Diserang Hacker, Perusahaan Pilih Bungkam Ketimbang Lapor Polisi

Serangan cyber di Indonesia tergolong tinggi. Hanya saja yang dilaporkan dan dilakukan investigasi masih kecil angkanya.

Dikatakan Kasubid Komputer Forensik Puslabfor Mabes Polri AKBP M. Nuh Al Azhar, serangan cyber tidak hanya membidik instansi pemerintah, tetapi juga swasta. Karena permasalahan privasi, beberapa perusahaan justru memilih untuk tidak melaporkan dan mengatasinya sendiri.

“Ini terkait kepercayaan.
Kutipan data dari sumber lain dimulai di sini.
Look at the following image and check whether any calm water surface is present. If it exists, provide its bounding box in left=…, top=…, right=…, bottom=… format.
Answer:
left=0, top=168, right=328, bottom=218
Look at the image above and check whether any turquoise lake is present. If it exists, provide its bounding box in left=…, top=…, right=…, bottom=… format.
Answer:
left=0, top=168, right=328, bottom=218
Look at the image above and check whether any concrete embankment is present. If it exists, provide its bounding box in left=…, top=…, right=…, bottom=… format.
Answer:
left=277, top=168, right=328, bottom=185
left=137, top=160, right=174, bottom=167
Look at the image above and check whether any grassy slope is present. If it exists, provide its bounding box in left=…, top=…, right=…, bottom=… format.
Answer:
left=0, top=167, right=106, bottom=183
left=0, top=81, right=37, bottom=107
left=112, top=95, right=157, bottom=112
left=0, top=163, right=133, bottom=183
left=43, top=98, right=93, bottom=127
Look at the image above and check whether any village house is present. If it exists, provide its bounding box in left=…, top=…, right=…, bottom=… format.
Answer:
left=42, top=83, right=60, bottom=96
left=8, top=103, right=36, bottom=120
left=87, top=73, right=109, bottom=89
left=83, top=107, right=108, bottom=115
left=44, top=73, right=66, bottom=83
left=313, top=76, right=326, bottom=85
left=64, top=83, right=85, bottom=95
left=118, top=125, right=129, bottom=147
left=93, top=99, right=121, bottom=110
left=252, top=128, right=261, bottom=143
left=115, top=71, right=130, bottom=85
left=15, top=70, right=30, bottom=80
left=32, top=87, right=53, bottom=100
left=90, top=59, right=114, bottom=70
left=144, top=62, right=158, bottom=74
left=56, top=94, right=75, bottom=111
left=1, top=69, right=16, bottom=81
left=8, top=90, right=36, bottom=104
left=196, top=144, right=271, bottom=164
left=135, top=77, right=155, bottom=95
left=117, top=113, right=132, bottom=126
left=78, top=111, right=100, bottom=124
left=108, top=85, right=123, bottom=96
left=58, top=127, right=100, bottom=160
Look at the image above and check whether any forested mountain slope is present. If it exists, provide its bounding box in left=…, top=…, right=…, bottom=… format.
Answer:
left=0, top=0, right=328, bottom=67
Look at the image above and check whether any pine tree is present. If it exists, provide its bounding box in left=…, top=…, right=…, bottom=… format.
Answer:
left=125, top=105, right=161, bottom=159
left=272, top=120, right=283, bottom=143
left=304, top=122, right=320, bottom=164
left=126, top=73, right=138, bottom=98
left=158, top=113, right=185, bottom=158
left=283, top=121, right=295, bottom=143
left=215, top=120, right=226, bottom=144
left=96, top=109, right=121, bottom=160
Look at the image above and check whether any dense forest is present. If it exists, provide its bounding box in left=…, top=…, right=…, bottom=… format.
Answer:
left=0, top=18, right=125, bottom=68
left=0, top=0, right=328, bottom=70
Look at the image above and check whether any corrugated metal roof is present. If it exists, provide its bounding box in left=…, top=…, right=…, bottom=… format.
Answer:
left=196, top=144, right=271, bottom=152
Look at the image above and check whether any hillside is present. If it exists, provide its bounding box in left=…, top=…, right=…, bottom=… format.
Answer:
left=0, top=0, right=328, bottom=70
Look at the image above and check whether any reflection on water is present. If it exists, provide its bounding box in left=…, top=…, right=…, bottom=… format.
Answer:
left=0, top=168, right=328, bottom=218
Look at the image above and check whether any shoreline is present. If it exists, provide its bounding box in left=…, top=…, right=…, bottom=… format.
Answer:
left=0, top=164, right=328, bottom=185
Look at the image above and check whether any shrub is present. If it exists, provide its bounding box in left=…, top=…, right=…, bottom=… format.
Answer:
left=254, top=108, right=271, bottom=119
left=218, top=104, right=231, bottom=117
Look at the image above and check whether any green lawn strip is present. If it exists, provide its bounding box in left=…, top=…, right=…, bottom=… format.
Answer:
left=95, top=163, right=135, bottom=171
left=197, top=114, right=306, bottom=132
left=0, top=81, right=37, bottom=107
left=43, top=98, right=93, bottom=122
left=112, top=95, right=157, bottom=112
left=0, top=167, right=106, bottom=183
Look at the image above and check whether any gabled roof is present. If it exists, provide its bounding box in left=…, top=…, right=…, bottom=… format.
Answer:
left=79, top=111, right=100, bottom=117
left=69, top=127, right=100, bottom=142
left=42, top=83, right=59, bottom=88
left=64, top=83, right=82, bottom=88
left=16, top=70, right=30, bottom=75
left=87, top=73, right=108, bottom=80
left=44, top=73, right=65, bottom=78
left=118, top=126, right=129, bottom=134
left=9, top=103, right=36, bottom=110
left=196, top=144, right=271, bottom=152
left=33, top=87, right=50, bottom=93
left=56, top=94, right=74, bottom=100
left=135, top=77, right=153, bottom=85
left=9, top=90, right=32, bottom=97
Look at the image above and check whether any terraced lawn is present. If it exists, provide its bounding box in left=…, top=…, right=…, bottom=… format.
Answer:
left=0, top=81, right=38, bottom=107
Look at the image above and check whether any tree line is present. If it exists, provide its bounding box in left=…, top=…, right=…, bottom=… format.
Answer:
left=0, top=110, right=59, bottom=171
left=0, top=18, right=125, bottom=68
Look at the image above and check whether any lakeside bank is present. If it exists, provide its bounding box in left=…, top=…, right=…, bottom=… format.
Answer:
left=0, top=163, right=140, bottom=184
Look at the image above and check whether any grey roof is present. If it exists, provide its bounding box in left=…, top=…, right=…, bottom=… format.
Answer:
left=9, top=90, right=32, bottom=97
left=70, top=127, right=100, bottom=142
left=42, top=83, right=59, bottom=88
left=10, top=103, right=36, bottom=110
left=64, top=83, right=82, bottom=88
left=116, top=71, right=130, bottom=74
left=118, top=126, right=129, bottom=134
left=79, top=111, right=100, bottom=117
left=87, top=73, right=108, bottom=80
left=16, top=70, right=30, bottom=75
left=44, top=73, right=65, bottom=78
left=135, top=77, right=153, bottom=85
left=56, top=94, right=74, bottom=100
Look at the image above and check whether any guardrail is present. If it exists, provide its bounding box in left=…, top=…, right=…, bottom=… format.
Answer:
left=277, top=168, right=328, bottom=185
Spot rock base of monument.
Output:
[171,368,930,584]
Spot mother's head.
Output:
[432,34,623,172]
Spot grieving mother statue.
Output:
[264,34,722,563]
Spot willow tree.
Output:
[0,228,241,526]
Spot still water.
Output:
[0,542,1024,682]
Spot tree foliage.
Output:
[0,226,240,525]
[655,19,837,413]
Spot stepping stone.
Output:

Bila melapor sering terkena serangan, nanti kepercayaan konsumen bisa hilang. Harga saham mereka bisa pula turun. Akhirnya mereka mengatasinya sendiri,” ujar Nuh saat ditemui usai konferensi pers Kick Off Pembentukan Asosiasi Forensik Digital Indonesia (AFDI) di kantor Kominfo, Selasa (17/11/2015).

Meski demikian, kondisi ini menjadi tanggung jawab bagi penggiat forensik digital dan negara untuk memahami fenomena gunung es tersebut sehingga angka kejahatan cyber berkurang. Untuk itu perlu adanya kerjasama banyak pihak mewujudkan itu.

“Tidak bisa istilah single fighter. Perlu ada kerjasama antara pemerintah, akademisi, profesional, komunitas dan swasta untuk menjadikan Indonesia lebih baik dan bagus serta tidak rentan terhadap serangan cyber,” ujar pria yang juga menjabat sebagai Ketua Tim Formatur Pembentukan AFDI ini.

Lebih lanjut Nuh mengatakan, dibutuhkan wadah untuk mengakselerasi perkembangan dunia digital demi menjawab tantangan keamanan cyber. Dibentuknya AFDI sendiri diharapkan ada 4 tujuan yang ingin dicapai. Pertama edukasi dan sosialisasi.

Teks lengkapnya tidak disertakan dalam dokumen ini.